LEDs for status indication complete the technology of the sending unit.
The green LED lights up as soon as the transmitter is switched on with the rocker switch and the Arduino is started.
The red LED informs about the status of the transmitter module: While the button to operate the lift is pressed, the red LED lights up to indicate that a signal is being transmitted to the receiver. If, on the other hand, the red LED flashes continuously, there is no connection to the receiver. In this case, the radio module periodically attempts to reconnect.
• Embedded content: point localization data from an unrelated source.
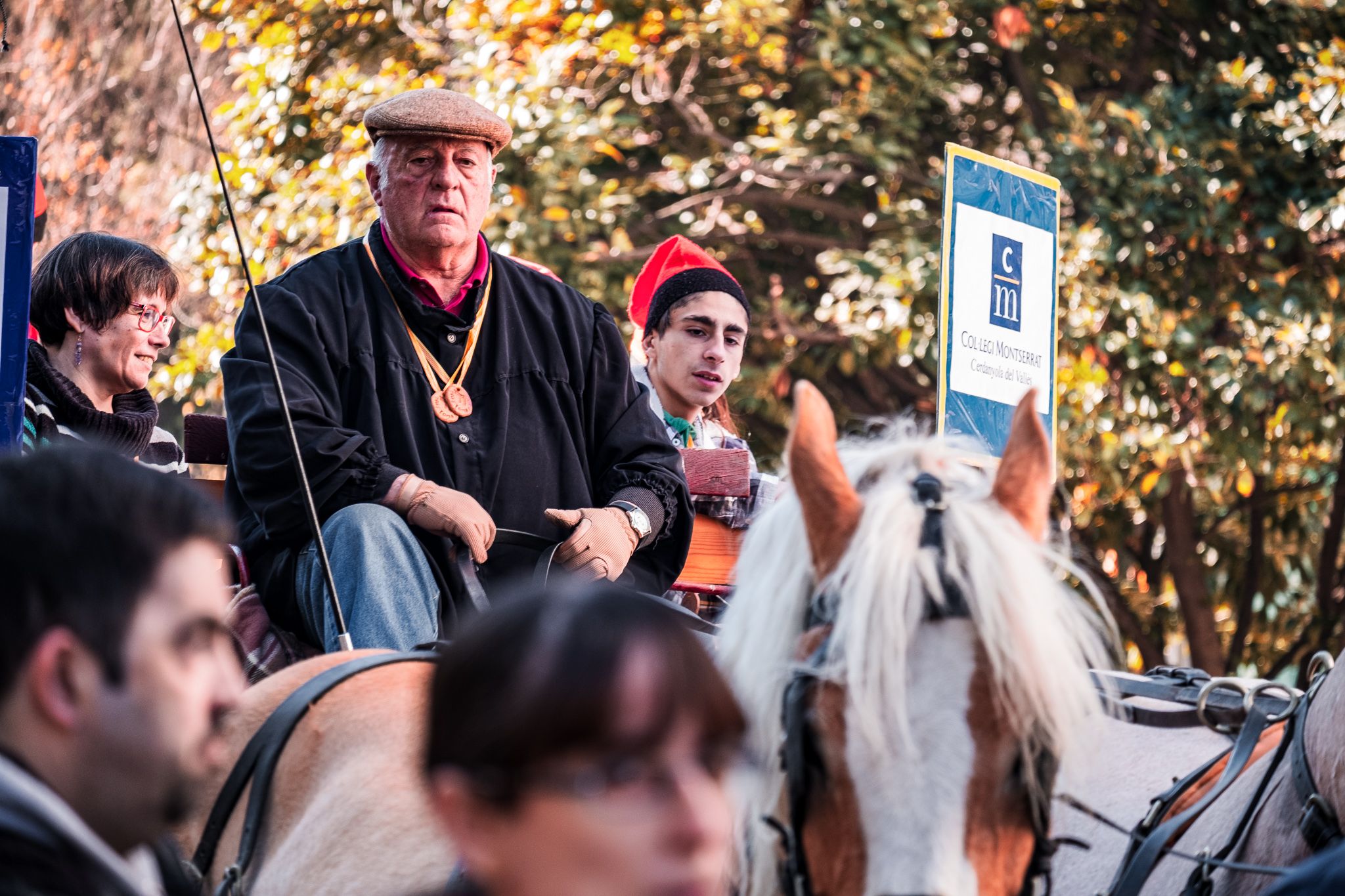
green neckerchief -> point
(685, 430)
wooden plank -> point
(205, 438)
(718, 472)
(715, 550)
(214, 488)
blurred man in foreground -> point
(116, 671)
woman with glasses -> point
(100, 305)
(580, 746)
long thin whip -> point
(315, 527)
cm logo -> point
(1006, 282)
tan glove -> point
(602, 543)
(439, 509)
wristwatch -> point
(639, 519)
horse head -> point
(902, 628)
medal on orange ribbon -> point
(458, 399)
(449, 396)
(441, 409)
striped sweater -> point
(55, 410)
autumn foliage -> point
(1201, 147)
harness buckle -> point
(1155, 815)
(229, 882)
(1317, 822)
(1202, 700)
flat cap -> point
(433, 112)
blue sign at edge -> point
(19, 174)
(1002, 192)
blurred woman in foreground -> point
(580, 746)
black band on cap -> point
(698, 280)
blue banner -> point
(997, 309)
(18, 183)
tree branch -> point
(1251, 576)
(1132, 626)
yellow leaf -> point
(622, 241)
(608, 150)
(1279, 416)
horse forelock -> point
(1039, 636)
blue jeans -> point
(387, 590)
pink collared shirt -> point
(426, 291)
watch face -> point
(640, 522)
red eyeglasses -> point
(151, 317)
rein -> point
(801, 759)
(1152, 839)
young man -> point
(694, 319)
(116, 671)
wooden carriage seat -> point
(715, 545)
(718, 472)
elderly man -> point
(439, 390)
(116, 671)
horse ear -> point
(830, 504)
(1025, 476)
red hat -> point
(677, 269)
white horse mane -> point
(1039, 636)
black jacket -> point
(558, 421)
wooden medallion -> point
(458, 399)
(441, 409)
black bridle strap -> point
(929, 494)
(1199, 883)
(801, 762)
(1136, 875)
(1317, 821)
(261, 756)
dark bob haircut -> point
(82, 535)
(96, 276)
(539, 679)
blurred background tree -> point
(1201, 147)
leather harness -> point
(1248, 715)
(257, 767)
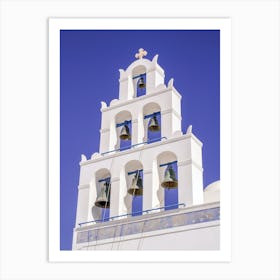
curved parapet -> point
(212, 192)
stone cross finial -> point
(141, 53)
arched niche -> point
(151, 110)
(138, 75)
(168, 197)
(133, 171)
(102, 176)
(122, 119)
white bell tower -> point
(128, 148)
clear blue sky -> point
(89, 74)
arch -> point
(148, 110)
(122, 119)
(134, 203)
(169, 196)
(138, 74)
(102, 176)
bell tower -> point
(143, 152)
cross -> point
(141, 53)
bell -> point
(141, 83)
(153, 124)
(170, 180)
(125, 135)
(103, 200)
(136, 186)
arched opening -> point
(123, 130)
(139, 80)
(152, 122)
(103, 190)
(134, 182)
(168, 179)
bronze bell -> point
(136, 186)
(141, 83)
(103, 200)
(153, 124)
(125, 134)
(170, 180)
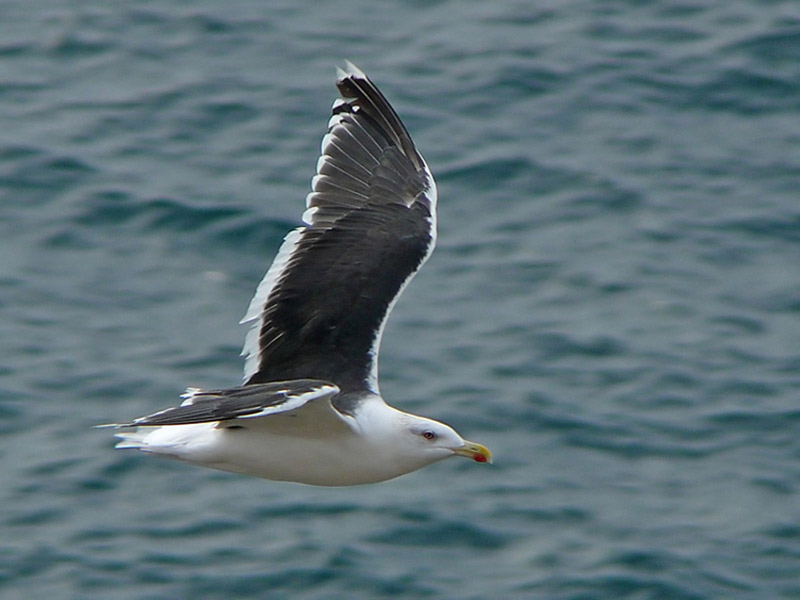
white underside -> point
(292, 447)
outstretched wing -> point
(371, 223)
(239, 403)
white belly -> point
(343, 458)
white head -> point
(413, 442)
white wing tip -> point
(350, 70)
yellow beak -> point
(477, 452)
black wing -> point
(321, 308)
(251, 401)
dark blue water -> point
(614, 305)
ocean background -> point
(613, 307)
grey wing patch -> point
(246, 402)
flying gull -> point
(310, 410)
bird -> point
(310, 409)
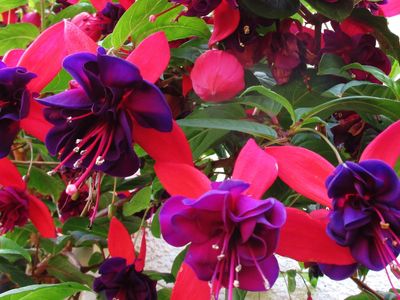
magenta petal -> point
(386, 146)
(12, 57)
(255, 167)
(151, 56)
(304, 171)
(250, 278)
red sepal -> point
(9, 175)
(40, 216)
(141, 259)
(151, 56)
(304, 171)
(170, 147)
(386, 146)
(188, 285)
(304, 239)
(182, 179)
(12, 57)
(255, 167)
(226, 20)
(120, 242)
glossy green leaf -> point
(253, 128)
(44, 291)
(17, 36)
(273, 96)
(338, 11)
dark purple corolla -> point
(13, 208)
(14, 103)
(232, 236)
(93, 123)
(120, 281)
(366, 211)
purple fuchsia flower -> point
(23, 74)
(14, 103)
(121, 276)
(17, 205)
(232, 235)
(363, 201)
(94, 122)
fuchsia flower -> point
(232, 234)
(17, 205)
(121, 275)
(22, 74)
(217, 76)
(363, 206)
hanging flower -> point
(22, 74)
(121, 276)
(232, 234)
(362, 200)
(17, 205)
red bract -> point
(301, 228)
(14, 188)
(186, 181)
(217, 76)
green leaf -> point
(338, 11)
(332, 64)
(252, 128)
(379, 74)
(10, 249)
(59, 291)
(155, 225)
(16, 274)
(176, 265)
(164, 294)
(273, 96)
(72, 11)
(135, 22)
(388, 41)
(140, 201)
(17, 36)
(60, 267)
(389, 108)
(182, 28)
(271, 9)
(43, 183)
(10, 4)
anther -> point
(384, 225)
(99, 161)
(238, 268)
(236, 283)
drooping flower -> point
(22, 74)
(362, 200)
(94, 122)
(17, 205)
(232, 234)
(120, 277)
(217, 76)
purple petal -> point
(148, 106)
(117, 72)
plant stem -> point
(362, 286)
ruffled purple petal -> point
(148, 106)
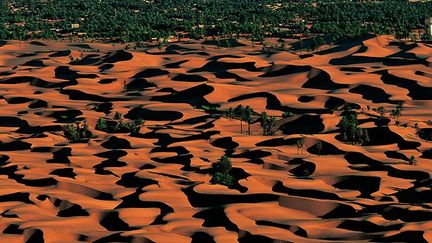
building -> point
(429, 25)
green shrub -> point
(267, 124)
(119, 125)
(351, 132)
(412, 160)
(76, 132)
(223, 179)
(221, 172)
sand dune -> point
(154, 186)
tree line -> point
(136, 20)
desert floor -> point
(155, 185)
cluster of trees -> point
(76, 132)
(118, 124)
(247, 114)
(79, 131)
(136, 20)
(350, 130)
(221, 172)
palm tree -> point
(238, 111)
(247, 116)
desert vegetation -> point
(118, 124)
(221, 172)
(137, 21)
(77, 132)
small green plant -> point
(412, 160)
(117, 124)
(397, 112)
(319, 147)
(381, 111)
(221, 172)
(117, 116)
(267, 123)
(300, 145)
(210, 108)
(287, 114)
(351, 132)
(76, 132)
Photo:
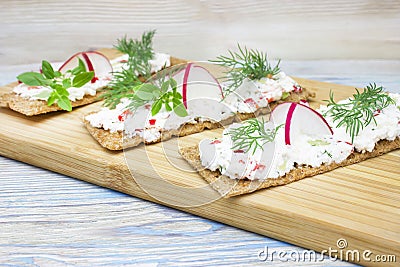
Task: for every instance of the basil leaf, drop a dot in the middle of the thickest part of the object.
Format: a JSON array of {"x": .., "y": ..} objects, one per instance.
[
  {"x": 52, "y": 98},
  {"x": 64, "y": 103},
  {"x": 168, "y": 107},
  {"x": 47, "y": 70},
  {"x": 67, "y": 83},
  {"x": 165, "y": 86},
  {"x": 156, "y": 107},
  {"x": 173, "y": 83},
  {"x": 57, "y": 74},
  {"x": 32, "y": 79},
  {"x": 180, "y": 110},
  {"x": 82, "y": 79}
]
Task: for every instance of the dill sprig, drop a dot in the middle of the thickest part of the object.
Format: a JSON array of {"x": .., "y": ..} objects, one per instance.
[
  {"x": 252, "y": 135},
  {"x": 358, "y": 112},
  {"x": 250, "y": 64},
  {"x": 136, "y": 70}
]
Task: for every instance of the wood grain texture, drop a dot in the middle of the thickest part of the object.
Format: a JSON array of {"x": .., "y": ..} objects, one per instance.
[
  {"x": 48, "y": 219},
  {"x": 33, "y": 29},
  {"x": 359, "y": 203}
]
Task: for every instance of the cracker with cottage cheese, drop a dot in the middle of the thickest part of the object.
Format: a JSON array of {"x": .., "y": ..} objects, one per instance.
[{"x": 309, "y": 142}]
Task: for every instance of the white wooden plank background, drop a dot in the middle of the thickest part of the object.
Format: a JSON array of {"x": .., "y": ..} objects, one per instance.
[{"x": 31, "y": 30}]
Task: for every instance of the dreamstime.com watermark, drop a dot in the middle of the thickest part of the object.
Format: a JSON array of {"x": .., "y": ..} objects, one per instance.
[{"x": 333, "y": 254}]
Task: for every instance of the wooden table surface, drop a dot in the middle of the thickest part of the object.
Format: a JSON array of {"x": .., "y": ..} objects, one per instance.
[{"x": 48, "y": 219}]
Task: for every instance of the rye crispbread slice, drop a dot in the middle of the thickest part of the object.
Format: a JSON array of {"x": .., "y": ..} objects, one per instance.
[
  {"x": 228, "y": 187},
  {"x": 116, "y": 140},
  {"x": 28, "y": 107}
]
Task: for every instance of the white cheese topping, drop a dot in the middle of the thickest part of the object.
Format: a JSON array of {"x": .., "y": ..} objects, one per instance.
[{"x": 304, "y": 150}]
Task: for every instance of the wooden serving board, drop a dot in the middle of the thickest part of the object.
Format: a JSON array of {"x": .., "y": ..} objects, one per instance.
[{"x": 360, "y": 203}]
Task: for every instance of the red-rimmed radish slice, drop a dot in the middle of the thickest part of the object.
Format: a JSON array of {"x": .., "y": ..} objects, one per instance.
[
  {"x": 299, "y": 119},
  {"x": 94, "y": 61},
  {"x": 197, "y": 82}
]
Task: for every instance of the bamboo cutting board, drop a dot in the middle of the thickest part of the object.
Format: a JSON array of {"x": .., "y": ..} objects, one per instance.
[{"x": 358, "y": 203}]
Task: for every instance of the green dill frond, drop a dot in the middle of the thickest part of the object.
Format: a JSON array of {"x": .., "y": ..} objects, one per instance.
[
  {"x": 246, "y": 63},
  {"x": 358, "y": 112}
]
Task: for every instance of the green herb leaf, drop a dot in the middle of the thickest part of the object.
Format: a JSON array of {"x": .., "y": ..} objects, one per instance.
[
  {"x": 82, "y": 79},
  {"x": 180, "y": 110},
  {"x": 250, "y": 64},
  {"x": 358, "y": 112},
  {"x": 165, "y": 86},
  {"x": 252, "y": 135},
  {"x": 43, "y": 94},
  {"x": 64, "y": 103},
  {"x": 47, "y": 70},
  {"x": 52, "y": 98},
  {"x": 57, "y": 74},
  {"x": 32, "y": 79},
  {"x": 126, "y": 81},
  {"x": 156, "y": 107},
  {"x": 318, "y": 142},
  {"x": 66, "y": 83}
]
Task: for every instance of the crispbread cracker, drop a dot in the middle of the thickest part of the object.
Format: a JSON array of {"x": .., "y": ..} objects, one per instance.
[
  {"x": 229, "y": 187},
  {"x": 116, "y": 140},
  {"x": 35, "y": 107}
]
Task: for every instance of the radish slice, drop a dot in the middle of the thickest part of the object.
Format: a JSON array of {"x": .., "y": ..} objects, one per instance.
[
  {"x": 299, "y": 119},
  {"x": 94, "y": 61},
  {"x": 197, "y": 82}
]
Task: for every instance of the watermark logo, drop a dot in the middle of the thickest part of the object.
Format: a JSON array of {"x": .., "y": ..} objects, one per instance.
[{"x": 340, "y": 252}]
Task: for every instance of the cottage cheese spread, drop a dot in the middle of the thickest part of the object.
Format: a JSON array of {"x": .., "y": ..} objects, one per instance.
[{"x": 277, "y": 158}]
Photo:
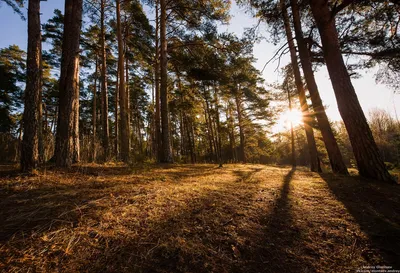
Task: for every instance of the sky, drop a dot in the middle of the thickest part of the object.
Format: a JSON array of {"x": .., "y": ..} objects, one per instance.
[{"x": 370, "y": 94}]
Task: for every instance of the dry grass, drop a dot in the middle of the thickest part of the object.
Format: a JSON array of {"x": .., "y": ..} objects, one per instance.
[{"x": 195, "y": 218}]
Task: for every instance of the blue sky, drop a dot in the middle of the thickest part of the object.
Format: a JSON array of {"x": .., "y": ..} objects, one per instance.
[{"x": 371, "y": 95}]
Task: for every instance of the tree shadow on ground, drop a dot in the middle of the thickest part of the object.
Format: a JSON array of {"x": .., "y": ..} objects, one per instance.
[
  {"x": 376, "y": 208},
  {"x": 219, "y": 227},
  {"x": 222, "y": 230},
  {"x": 282, "y": 249}
]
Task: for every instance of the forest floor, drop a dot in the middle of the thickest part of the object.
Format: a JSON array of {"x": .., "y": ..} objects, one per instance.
[{"x": 195, "y": 218}]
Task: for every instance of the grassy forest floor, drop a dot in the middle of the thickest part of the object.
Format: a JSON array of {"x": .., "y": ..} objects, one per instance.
[{"x": 195, "y": 218}]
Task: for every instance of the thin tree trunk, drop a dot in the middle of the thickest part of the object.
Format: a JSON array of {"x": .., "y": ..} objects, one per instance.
[
  {"x": 94, "y": 112},
  {"x": 232, "y": 143},
  {"x": 157, "y": 83},
  {"x": 210, "y": 127},
  {"x": 307, "y": 120},
  {"x": 334, "y": 154},
  {"x": 166, "y": 143},
  {"x": 123, "y": 103},
  {"x": 29, "y": 151},
  {"x": 369, "y": 161},
  {"x": 40, "y": 115},
  {"x": 218, "y": 126},
  {"x": 104, "y": 92},
  {"x": 128, "y": 99},
  {"x": 241, "y": 130},
  {"x": 69, "y": 84},
  {"x": 75, "y": 133},
  {"x": 293, "y": 159},
  {"x": 116, "y": 129}
]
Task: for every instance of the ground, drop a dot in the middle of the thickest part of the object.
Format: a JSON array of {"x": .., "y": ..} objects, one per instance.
[{"x": 195, "y": 218}]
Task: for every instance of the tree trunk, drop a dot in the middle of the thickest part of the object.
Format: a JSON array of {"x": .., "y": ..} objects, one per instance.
[
  {"x": 157, "y": 87},
  {"x": 334, "y": 154},
  {"x": 166, "y": 143},
  {"x": 69, "y": 85},
  {"x": 365, "y": 150},
  {"x": 29, "y": 151},
  {"x": 241, "y": 129},
  {"x": 231, "y": 129},
  {"x": 219, "y": 140},
  {"x": 104, "y": 92},
  {"x": 123, "y": 102},
  {"x": 75, "y": 134},
  {"x": 307, "y": 120},
  {"x": 293, "y": 159},
  {"x": 94, "y": 112},
  {"x": 116, "y": 114}
]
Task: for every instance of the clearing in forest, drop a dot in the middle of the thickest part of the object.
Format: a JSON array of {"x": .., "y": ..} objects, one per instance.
[{"x": 196, "y": 218}]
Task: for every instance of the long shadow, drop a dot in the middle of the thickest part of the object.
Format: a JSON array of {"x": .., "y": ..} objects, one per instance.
[
  {"x": 33, "y": 210},
  {"x": 200, "y": 237},
  {"x": 282, "y": 247},
  {"x": 211, "y": 232},
  {"x": 376, "y": 208}
]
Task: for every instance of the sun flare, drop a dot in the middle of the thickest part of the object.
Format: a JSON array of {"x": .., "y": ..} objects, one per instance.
[{"x": 290, "y": 117}]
The yellow LED lights up as soon as the transmitter unit is positioned in the charging station and the battery is being charged. An ordinary power bank with a 3.7 V battery was used as battery and 5 V charge controller. Depending on the charging electronics used, the yellow LED lights up continuously or flashes and switches off when charging is complete.
Contact plates for AA batteries were used to design the transmitter’s charging tray and attached with hot glue. The latching mechanism was adapted in CAD so that the remote control is automatically switched off when it is inserted into the charging cradle. Neodymium magnets in the back panel ensure that the transmitter adheres to metallic surfaces.
Discussion & Outlook
In this project, a standard vehicle lift was retrofitted with radio remote control. The installation was simple, the operation intuitive and reliable. No safety features were bypassed and operation does not pose any safety issues if carried out properly. By selecting one of the two methods (RC vs. Bluetooth), it is possible to implement a functional and reliable solution with the alternative radio protocol even under interfering frequencies (as is the case in the test workshop). However, by using the radio modules, a higher radio range is possible. Both implementations were presented, built and successfully tested. As an extension with regard to safety aspects, an emergency stop switch on the transmitter unit could be considered – but the presented system with high-trigger relays currently shows no necessity for this.